Important to be there

‘When I cycle to the university, I usually put noise canceling on my headphones. That way I keep the crowds out of my system. Cycling from home to the university is about twenty minutes. I had to factor that in as well because, after those twenty minutes, I arrived on campus physically completely wrecked. Therefore, I left home a lot earlier, so that once I arrived, I could regain my breath before going to a lecture.

‘Following lectures is still difficult. If people are talking a few rows away, I’m already distracted. Of course I don’t blame anyone for that, but it does cost me time and energy to refocus. When I take lectures digitally at home, I can pause when I need to, which is very good. Still, I find it important to be there physically as much as possible, even in seminars.’

Focus on what works

‘Because of long covid, I learned quite a bit about myself. I am now in the final phase of my Bachelor’s degree, but because of all the circumstances, I found out that I probably don’t want to continue with public administration after this. I’m working my fingers to the bone to get my Bachelor’s degree, and I don’t think I’ll be happy with a Master’s degree. It takes too much energy. Also to work within that direction later on. That is why I am considering a different, non-university path.
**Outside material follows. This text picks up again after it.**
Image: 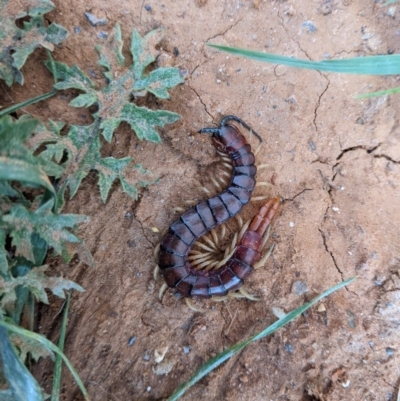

‘Accepting that this is happening to me has been quite a process. I know there is no point in getting angry with myself. Even though there are days when things really don’t go well, I try to look at what does work. And as crazy as it sounds, I know people with long covid who are worse off. Some, for example, have to learn to walk again.

‘I don’t mean this the wrong way, but these stories allow me to put my own situation into perspective to some extent. For a year, I have worked very hard physically and mentally on my rehabilitation process. I’m not there yet, but I’m on the right track.’

Emma is a fictitious name. Her real name is known to the editors.